Krypton didn’t have a winter solstice festival, as far as Lex knew, but Clark loved the holidays anyway. He covered his back wall in Christmas cards. If he’d had a fireplace in his apartment he would have hung stockings by the chimney with care. As it was, Lex had been unable to deny him a full-fledged tree in Lex’s apartment. Unlike most people in Metropolis, Lex had ceilings high enough for a real tree. Even the prospect of finding pine needles wedged in the furniture for years to come couldn’t compete with Clark’s pleading expression. Clark never asked for anything, except when he asked for all of Lex.

Lex hadn’t enjoyed the holidays since his mother’s death—trite but true. Christmas meant chilly lectures, uncomfortable LuthorCorp parties where half the attendees assumed he was in chemo, and presents so insultingly inappropriate that he’d actually burned a couple of years’ worth prior to opening them when he’d been in his teens. Clark’s unabashed sentimentality, as always, made him nervous.

Clark was so committed, though, that Lex decided to compromise.

So they got a tree, by which Lex meant that Lex followed Clark around the lot until Clark’s face lit up like a nuclear power plant had just gone on line, and then Lex paid for that tree. Clark got it inside the apartment somehow and hung the ornaments his mother had sent him—one for every year away from home, plus one that Clark had made when he was five; that one was misshapen and covered with more glue than glitter, but Lex put it right in the center so that it was the first thing he saw when he came home.

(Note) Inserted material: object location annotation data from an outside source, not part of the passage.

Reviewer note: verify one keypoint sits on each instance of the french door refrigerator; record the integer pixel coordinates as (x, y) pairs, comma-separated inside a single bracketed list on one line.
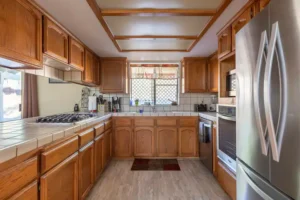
[(268, 104)]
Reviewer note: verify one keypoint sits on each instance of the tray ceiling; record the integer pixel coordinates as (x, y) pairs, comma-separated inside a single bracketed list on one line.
[(157, 25)]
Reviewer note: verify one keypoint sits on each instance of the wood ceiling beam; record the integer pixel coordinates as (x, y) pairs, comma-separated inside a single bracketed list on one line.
[(157, 12), (129, 37)]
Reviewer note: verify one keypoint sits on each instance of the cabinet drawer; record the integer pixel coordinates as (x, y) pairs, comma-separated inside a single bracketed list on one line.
[(99, 129), (144, 122), (166, 121), (30, 192), (121, 122), (17, 177), (85, 137), (188, 122), (56, 155)]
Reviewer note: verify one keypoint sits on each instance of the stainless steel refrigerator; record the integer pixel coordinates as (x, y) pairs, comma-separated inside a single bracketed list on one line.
[(268, 104)]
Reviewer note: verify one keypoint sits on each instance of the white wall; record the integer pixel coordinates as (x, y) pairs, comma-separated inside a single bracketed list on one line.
[(57, 98)]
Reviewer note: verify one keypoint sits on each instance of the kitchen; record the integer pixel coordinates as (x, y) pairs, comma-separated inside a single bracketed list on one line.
[(149, 100)]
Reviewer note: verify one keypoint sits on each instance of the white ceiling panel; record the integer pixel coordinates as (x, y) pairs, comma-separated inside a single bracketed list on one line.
[(154, 25), (159, 4), (157, 44)]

Clark made popcorn strings and levitated to string them, ignoring Lex’s point that this was possibly the silliest use of superpowers in the history of Earth.

Lex added expensive purple decorations, because a trust fund had to be good for something, and threw in a few cleverly disguised grenades and some streamers of icicles that could, in a pinch, be used to stab assailants, because it was his tree too.

“What are these?” Clark asked on Christmas morning, looking at the three packages that had appeared on Lex’s dining room table.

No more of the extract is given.